I awoke on Monday last week to the horrific news that three Muslim students – Yusor, Deah and Razan – were murdered by a Chapel Hill man. It was a heinous crime that devastated local, national and international communities.
Quickly following the news break, I saw posts reprimanding the media for calling the crime a violent act instead of terrorism. Whereas, if roles in the crime had been reversed, media headlines would've mentioned terrorism. Here is the cartoon. I must admit, it makes an important point about problems of racism and stereotyping in the United States.
But why didn't media call this awful murder a terrorist act?
Terrorism is "the use of violence in the pursuit of political aims."
A lot of terrorist activities happen in the Middle East because the West and especially the United States occupy and force Western philosophies on regions that can't function peacefully under the these political structures. And actually very few terrorist attacks in the United States are from Muslim perpetrators – difficult to believe if you follow mainstream media coverage.
The definition of "terrorism" is without mention of religion or religious affiliation. Terrorism is entirely political, and although some terrorist groups like ISIS in the Middle East or the the All Tripura Tiger Force have religious associations, their primary motivations are political (usually occupation).
The media called Charlie Hebdo a terrorist attack because the biographies of the attackers revealed their political intentions. According to Robert Pape, a professor of political science at Chicago University, they were "powerfully motivated by the Iraq War, by the Abu Ghraib torture abuse."
France also has blatantly racist and anti-islamic policies like banning muslim women from wearing full face coverings.
The Chapel Hill shootings were motivated by reasons that weren't political. Although parking is the alleged reason, I neither believe that was the true reason nor believe it qualifies as political. Any way you look at it, the attacker possessed hatred for his neighbors, which caused him to commit three murders.

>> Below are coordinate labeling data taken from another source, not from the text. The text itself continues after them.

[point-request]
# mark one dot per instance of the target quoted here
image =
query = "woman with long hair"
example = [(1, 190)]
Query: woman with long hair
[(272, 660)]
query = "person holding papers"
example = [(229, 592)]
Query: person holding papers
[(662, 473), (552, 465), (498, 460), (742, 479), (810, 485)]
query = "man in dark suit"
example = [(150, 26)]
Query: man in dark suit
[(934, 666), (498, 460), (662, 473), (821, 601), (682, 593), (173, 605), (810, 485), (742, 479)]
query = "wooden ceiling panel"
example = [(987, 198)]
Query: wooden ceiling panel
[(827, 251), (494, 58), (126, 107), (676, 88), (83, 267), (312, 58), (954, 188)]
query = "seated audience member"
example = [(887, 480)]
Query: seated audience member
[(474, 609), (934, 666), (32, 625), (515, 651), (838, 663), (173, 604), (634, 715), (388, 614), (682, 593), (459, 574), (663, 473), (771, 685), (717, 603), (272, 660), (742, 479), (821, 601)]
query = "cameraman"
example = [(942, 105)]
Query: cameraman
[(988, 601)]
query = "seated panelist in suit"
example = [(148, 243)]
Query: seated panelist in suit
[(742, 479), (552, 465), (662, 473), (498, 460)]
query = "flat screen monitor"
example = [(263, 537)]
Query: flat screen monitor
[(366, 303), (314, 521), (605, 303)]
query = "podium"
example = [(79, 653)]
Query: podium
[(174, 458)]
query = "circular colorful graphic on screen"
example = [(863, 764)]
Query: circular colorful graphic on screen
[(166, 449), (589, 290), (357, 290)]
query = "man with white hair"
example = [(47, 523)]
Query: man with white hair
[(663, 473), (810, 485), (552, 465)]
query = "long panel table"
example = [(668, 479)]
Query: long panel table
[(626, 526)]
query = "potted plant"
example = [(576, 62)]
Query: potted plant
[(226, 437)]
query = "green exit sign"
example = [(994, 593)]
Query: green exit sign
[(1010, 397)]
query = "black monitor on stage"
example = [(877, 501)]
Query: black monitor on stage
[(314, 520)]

Really, what's in a name? Society has almost given terrorism a new meaning. For example, most Americans wouldn't consider the Boston Tea Party an act of terrorism (it undeniably was) because it was initiated by Americans. Perhaps the media should just stop using the word. It perpetuates stereotypes and cultivates racism, and when you get down to it, both the Chapel Hill and Paris attacks are repugnant examples of people hating people.